Plus aigus que ses pamphlets mêmes, car plus approfondis, les pages de son Journal éclairent la source de ses fulminations. La critique de notre époque y est sous-tendue et étayée par ses lectures, innombrables, et par un véritable désespoir que ses épigrammes et ses libelles à l’adresse de la modernité ne laissaient pas toujours pressentir. Tous les siècles, et pas seulement les XXe et XXIe, sont l’objet de ce pessimisme à l’égard des pensées dominantes, dans l’exacte mesure où la nature humaine est désespérante et nous promettait, selon lui, un avenir aussi paradisiaque que désincarné. Ce désespoir n’est ni triste ni ennuyeux. On s’amuse beaucoup en compagnie d’une vaste galerie de personnages digne des “Caractères” de La Bruyère, dont les cibles sont les formes de la bienséance.
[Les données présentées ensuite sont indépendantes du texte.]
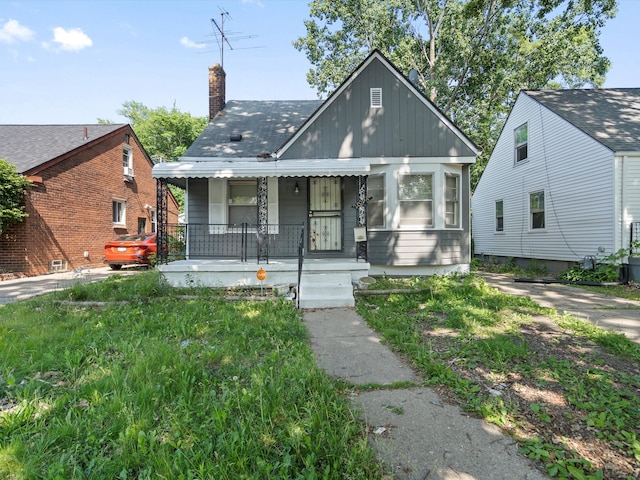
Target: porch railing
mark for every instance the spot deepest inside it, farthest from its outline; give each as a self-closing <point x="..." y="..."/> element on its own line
<point x="634" y="240"/>
<point x="300" y="262"/>
<point x="244" y="242"/>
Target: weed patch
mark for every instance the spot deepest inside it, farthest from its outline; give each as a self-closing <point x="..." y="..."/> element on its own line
<point x="162" y="387"/>
<point x="567" y="391"/>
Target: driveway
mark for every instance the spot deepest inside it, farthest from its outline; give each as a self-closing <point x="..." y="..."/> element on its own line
<point x="23" y="288"/>
<point x="611" y="313"/>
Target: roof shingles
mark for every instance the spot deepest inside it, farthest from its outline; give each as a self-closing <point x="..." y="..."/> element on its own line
<point x="264" y="125"/>
<point x="28" y="146"/>
<point x="610" y="116"/>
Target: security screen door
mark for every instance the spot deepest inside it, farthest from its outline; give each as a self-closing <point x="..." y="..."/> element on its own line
<point x="325" y="214"/>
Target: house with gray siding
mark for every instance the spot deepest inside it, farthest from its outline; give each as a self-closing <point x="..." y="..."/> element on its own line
<point x="563" y="181"/>
<point x="373" y="180"/>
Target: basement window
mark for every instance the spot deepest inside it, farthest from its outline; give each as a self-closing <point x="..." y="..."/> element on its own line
<point x="376" y="97"/>
<point x="118" y="213"/>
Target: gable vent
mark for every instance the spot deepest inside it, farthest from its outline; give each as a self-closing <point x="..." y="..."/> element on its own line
<point x="376" y="97"/>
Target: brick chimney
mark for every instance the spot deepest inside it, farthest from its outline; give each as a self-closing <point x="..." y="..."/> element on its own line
<point x="217" y="86"/>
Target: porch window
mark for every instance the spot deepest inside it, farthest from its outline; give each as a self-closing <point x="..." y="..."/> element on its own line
<point x="118" y="213"/>
<point x="375" y="206"/>
<point x="499" y="215"/>
<point x="234" y="201"/>
<point x="451" y="200"/>
<point x="242" y="200"/>
<point x="521" y="137"/>
<point x="415" y="199"/>
<point x="536" y="208"/>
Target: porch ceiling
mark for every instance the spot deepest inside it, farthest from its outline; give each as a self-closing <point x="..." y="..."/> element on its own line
<point x="333" y="167"/>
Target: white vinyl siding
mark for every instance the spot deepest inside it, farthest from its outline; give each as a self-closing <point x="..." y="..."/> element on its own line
<point x="627" y="199"/>
<point x="536" y="210"/>
<point x="521" y="140"/>
<point x="499" y="215"/>
<point x="575" y="172"/>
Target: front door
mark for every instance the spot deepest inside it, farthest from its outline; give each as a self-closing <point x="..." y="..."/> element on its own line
<point x="325" y="214"/>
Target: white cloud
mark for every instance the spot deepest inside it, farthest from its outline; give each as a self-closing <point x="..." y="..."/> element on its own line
<point x="12" y="32"/>
<point x="190" y="43"/>
<point x="70" y="40"/>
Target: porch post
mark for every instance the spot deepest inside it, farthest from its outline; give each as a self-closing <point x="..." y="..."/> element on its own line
<point x="263" y="219"/>
<point x="361" y="220"/>
<point x="162" y="212"/>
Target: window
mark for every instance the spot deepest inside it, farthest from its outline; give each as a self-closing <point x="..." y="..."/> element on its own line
<point x="118" y="212"/>
<point x="242" y="199"/>
<point x="536" y="207"/>
<point x="451" y="200"/>
<point x="376" y="97"/>
<point x="521" y="136"/>
<point x="127" y="160"/>
<point x="415" y="199"/>
<point x="499" y="215"/>
<point x="375" y="206"/>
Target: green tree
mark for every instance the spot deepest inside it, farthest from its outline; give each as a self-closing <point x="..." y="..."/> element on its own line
<point x="471" y="57"/>
<point x="165" y="134"/>
<point x="12" y="188"/>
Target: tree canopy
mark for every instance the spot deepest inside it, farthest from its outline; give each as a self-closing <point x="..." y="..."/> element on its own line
<point x="165" y="133"/>
<point x="12" y="187"/>
<point x="471" y="57"/>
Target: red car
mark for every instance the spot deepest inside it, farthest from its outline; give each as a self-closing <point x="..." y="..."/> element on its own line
<point x="130" y="250"/>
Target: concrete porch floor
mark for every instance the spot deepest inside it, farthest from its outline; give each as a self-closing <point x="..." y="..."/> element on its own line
<point x="234" y="273"/>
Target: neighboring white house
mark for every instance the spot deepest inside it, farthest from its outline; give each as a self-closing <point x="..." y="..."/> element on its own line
<point x="563" y="182"/>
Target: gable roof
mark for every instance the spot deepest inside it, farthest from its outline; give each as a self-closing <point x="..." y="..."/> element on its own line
<point x="611" y="116"/>
<point x="30" y="146"/>
<point x="264" y="126"/>
<point x="446" y="128"/>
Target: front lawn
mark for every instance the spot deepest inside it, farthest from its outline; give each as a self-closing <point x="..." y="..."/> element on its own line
<point x="567" y="391"/>
<point x="125" y="379"/>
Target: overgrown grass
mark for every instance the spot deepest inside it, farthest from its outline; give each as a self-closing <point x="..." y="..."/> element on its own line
<point x="162" y="387"/>
<point x="467" y="337"/>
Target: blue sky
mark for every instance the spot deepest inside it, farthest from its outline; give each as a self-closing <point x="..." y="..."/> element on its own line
<point x="74" y="61"/>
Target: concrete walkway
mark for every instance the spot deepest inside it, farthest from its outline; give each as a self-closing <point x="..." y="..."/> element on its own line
<point x="412" y="430"/>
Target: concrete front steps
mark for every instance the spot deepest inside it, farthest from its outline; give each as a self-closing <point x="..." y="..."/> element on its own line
<point x="326" y="290"/>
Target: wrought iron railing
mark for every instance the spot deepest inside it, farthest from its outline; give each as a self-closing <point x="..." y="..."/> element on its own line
<point x="242" y="242"/>
<point x="634" y="239"/>
<point x="300" y="262"/>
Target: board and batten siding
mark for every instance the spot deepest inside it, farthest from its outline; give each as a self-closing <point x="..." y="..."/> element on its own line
<point x="577" y="176"/>
<point x="403" y="127"/>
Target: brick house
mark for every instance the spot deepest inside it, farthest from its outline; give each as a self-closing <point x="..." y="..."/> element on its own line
<point x="90" y="184"/>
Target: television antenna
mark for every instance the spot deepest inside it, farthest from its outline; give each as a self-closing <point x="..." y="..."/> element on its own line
<point x="223" y="37"/>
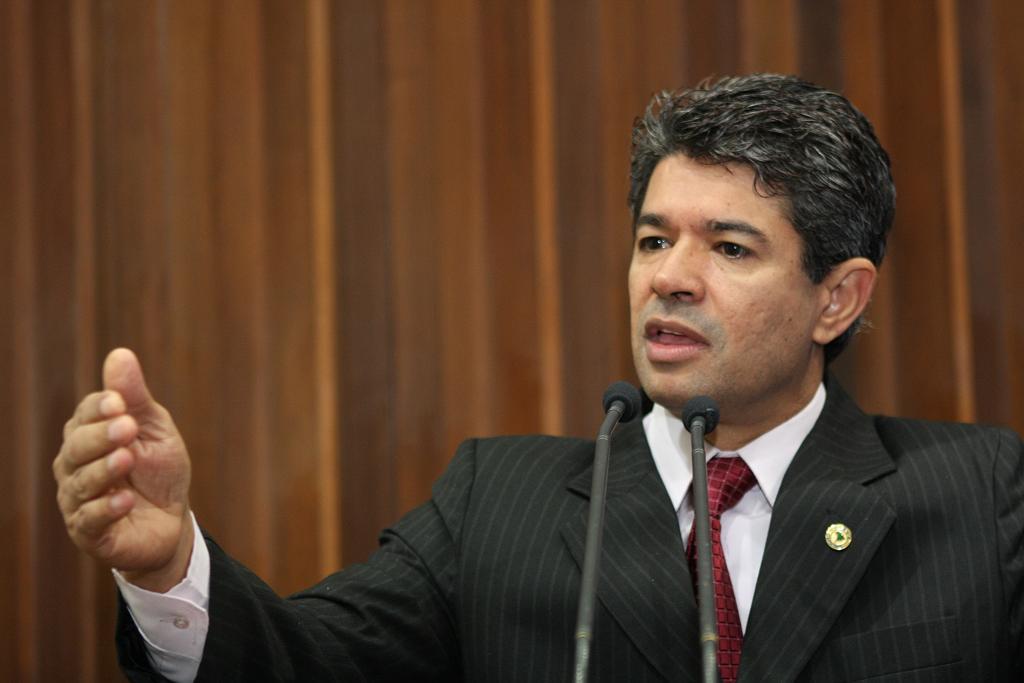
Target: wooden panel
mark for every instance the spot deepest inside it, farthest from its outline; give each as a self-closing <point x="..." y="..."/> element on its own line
<point x="364" y="238"/>
<point x="920" y="255"/>
<point x="509" y="215"/>
<point x="344" y="236"/>
<point x="999" y="335"/>
<point x="868" y="367"/>
<point x="18" y="427"/>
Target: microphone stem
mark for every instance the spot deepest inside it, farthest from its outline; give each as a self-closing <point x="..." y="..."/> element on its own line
<point x="706" y="587"/>
<point x="595" y="528"/>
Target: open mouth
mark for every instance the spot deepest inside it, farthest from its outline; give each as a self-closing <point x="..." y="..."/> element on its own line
<point x="669" y="341"/>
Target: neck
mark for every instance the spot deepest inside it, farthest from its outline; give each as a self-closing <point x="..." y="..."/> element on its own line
<point x="734" y="434"/>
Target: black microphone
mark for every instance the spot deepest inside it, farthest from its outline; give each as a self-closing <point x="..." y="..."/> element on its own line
<point x="622" y="402"/>
<point x="700" y="417"/>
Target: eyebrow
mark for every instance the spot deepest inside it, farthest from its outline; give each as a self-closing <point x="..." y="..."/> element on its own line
<point x="655" y="220"/>
<point x="738" y="226"/>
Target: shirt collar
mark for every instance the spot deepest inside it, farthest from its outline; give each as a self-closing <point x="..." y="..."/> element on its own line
<point x="768" y="456"/>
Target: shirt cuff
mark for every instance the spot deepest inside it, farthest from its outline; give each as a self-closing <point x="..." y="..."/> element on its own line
<point x="174" y="624"/>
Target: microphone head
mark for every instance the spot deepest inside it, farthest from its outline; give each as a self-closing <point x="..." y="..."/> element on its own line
<point x="704" y="407"/>
<point x="628" y="394"/>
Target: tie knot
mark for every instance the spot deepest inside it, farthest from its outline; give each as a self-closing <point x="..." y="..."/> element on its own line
<point x="728" y="479"/>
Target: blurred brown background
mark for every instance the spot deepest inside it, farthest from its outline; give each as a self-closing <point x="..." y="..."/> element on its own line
<point x="344" y="236"/>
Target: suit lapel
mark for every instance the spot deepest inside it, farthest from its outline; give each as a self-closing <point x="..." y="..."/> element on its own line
<point x="803" y="584"/>
<point x="644" y="582"/>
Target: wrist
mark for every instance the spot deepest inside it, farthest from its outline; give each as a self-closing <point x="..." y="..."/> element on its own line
<point x="174" y="571"/>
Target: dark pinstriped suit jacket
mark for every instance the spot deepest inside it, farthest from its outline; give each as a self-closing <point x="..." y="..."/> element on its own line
<point x="480" y="584"/>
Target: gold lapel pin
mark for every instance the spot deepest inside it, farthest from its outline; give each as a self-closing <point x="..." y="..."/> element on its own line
<point x="839" y="537"/>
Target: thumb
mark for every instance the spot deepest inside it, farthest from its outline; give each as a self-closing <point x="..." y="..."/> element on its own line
<point x="122" y="373"/>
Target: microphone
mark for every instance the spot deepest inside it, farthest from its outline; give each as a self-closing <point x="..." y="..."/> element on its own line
<point x="700" y="418"/>
<point x="622" y="402"/>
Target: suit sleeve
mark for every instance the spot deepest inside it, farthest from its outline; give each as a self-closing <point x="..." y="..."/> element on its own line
<point x="1009" y="497"/>
<point x="387" y="620"/>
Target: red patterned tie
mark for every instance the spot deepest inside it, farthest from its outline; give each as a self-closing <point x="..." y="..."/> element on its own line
<point x="728" y="479"/>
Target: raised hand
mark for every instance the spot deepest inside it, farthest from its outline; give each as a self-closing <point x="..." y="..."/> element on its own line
<point x="123" y="475"/>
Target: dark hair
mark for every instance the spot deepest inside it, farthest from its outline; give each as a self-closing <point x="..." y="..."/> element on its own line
<point x="805" y="143"/>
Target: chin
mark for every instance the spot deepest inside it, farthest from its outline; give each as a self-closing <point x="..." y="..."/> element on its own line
<point x="666" y="390"/>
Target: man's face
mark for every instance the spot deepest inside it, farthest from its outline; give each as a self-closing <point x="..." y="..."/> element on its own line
<point x="720" y="303"/>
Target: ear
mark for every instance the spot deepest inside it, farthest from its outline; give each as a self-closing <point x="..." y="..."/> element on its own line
<point x="845" y="293"/>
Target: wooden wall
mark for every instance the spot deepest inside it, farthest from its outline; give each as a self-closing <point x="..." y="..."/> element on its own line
<point x="343" y="236"/>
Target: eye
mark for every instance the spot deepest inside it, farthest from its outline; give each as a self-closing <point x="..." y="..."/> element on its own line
<point x="733" y="251"/>
<point x="651" y="243"/>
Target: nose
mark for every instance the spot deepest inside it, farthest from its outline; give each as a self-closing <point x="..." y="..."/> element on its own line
<point x="680" y="273"/>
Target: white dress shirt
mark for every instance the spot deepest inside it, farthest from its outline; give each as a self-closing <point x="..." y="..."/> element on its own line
<point x="744" y="526"/>
<point x="174" y="625"/>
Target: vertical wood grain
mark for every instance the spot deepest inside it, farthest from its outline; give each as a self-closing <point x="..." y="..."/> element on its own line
<point x="952" y="141"/>
<point x="344" y="236"/>
<point x="1006" y="309"/>
<point x="868" y="366"/>
<point x="322" y="198"/>
<point x="545" y="189"/>
<point x="22" y="646"/>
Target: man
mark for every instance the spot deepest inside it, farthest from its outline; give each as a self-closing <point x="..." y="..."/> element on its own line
<point x="855" y="547"/>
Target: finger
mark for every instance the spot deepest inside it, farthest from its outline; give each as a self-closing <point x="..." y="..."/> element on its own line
<point x="123" y="374"/>
<point x="93" y="480"/>
<point x="96" y="406"/>
<point x="94" y="517"/>
<point x="87" y="442"/>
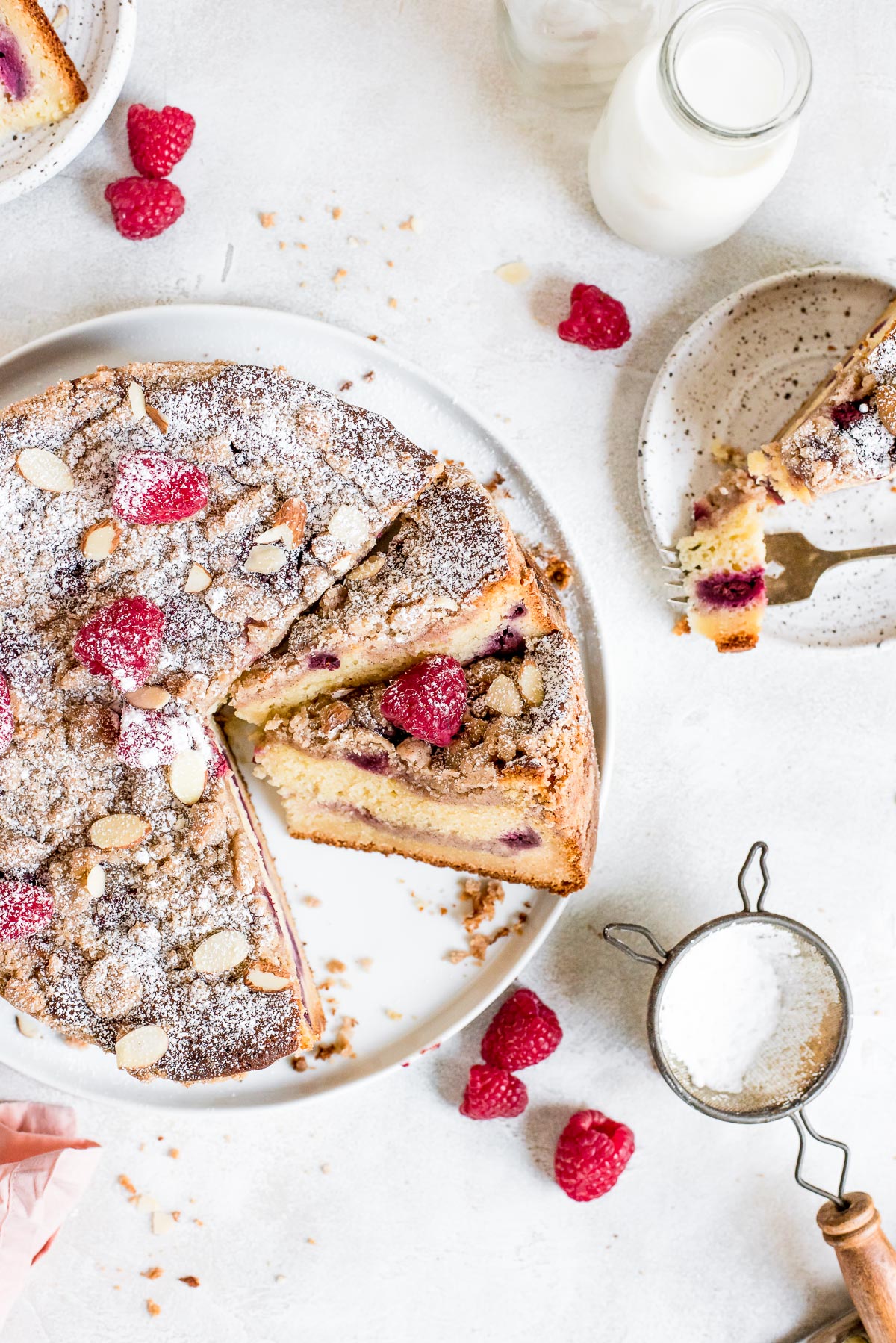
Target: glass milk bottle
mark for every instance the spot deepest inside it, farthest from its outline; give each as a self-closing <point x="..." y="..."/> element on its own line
<point x="700" y="126"/>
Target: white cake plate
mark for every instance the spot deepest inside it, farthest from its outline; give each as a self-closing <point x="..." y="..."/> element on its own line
<point x="100" y="38"/>
<point x="738" y="375"/>
<point x="390" y="922"/>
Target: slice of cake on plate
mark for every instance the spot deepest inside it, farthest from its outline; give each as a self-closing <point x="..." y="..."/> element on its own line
<point x="845" y="432"/>
<point x="40" y="84"/>
<point x="724" y="563"/>
<point x="488" y="769"/>
<point x="449" y="578"/>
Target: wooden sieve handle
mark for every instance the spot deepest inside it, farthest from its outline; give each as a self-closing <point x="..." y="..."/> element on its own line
<point x="867" y="1260"/>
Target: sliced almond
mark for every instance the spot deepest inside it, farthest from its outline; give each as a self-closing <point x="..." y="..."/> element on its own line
<point x="141" y="1046"/>
<point x="293" y="513"/>
<point x="222" y="951"/>
<point x="281" y="535"/>
<point x="96" y="881"/>
<point x="121" y="831"/>
<point x="265" y="981"/>
<point x="531" y="684"/>
<point x="367" y="570"/>
<point x="265" y="559"/>
<point x="148" y="698"/>
<point x="187" y="777"/>
<point x="137" y="399"/>
<point x="504" y="698"/>
<point x="101" y="540"/>
<point x="46" y="471"/>
<point x="198" y="579"/>
<point x="349" y="527"/>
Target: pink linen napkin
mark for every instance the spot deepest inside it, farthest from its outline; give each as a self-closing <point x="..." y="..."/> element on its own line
<point x="45" y="1169"/>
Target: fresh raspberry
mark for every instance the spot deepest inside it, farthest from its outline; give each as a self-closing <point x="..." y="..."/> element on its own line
<point x="158" y="140"/>
<point x="7" y="719"/>
<point x="595" y="320"/>
<point x="429" y="700"/>
<point x="23" y="910"/>
<point x="153" y="488"/>
<point x="494" y="1094"/>
<point x="523" y="1032"/>
<point x="845" y="412"/>
<point x="122" y="641"/>
<point x="144" y="207"/>
<point x="593" y="1151"/>
<point x="148" y="739"/>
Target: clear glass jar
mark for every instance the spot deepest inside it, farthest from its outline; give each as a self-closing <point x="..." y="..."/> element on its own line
<point x="700" y="126"/>
<point x="571" y="52"/>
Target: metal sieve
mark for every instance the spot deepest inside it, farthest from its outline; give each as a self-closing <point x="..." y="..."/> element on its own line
<point x="788" y="1073"/>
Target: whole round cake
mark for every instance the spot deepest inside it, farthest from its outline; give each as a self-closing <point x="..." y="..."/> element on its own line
<point x="164" y="527"/>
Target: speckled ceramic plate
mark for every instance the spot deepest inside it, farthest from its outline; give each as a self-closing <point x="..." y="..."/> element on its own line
<point x="378" y="930"/>
<point x="100" y="38"/>
<point x="738" y="375"/>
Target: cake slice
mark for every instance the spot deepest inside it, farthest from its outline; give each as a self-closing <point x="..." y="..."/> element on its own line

L’enfant à l’extraordinaire liberté de ton de Bloy, de Céline, de Balzac, de Rabelais, pulvérise avec humour les vanités de son temps. « Quand les professeurs de vertu rétrospective et anhistorique racolent dans les médias ; quand n’existe plus d’ardeur que pour ce qui relève de la noyade dans l’indifférencié ; quand le chaos festif et touristique devient la trame de nos vies concrètes dans un monde qui se réaménage à toute allure en « espace de loisirs » ; quand la religion culturelle ne connaît plus les arts que pour les forcer à incarner le collectif euphorique, alors il est nécessaire de reprendre à zéro la critique d’une époque si pénible. » Ces paroles « anthracites » réintroduisent le négatif pour montrer « que lorsqu’on l’évacue, on ne peut plus rien comprendre ». À l’opposé d’une vision étroitement nihiliste, il avait le projet, contre l’« Empire du Bien » de « réintroduire le négatif pour montrer que lorsqu’on l’évacue, on ne peut plus rien comprendre »
V.L.

Ultima necat, I, Journal intime, 1978-1985, de Philippe Muray, Les Belles Lettres, 619 p., 35 €.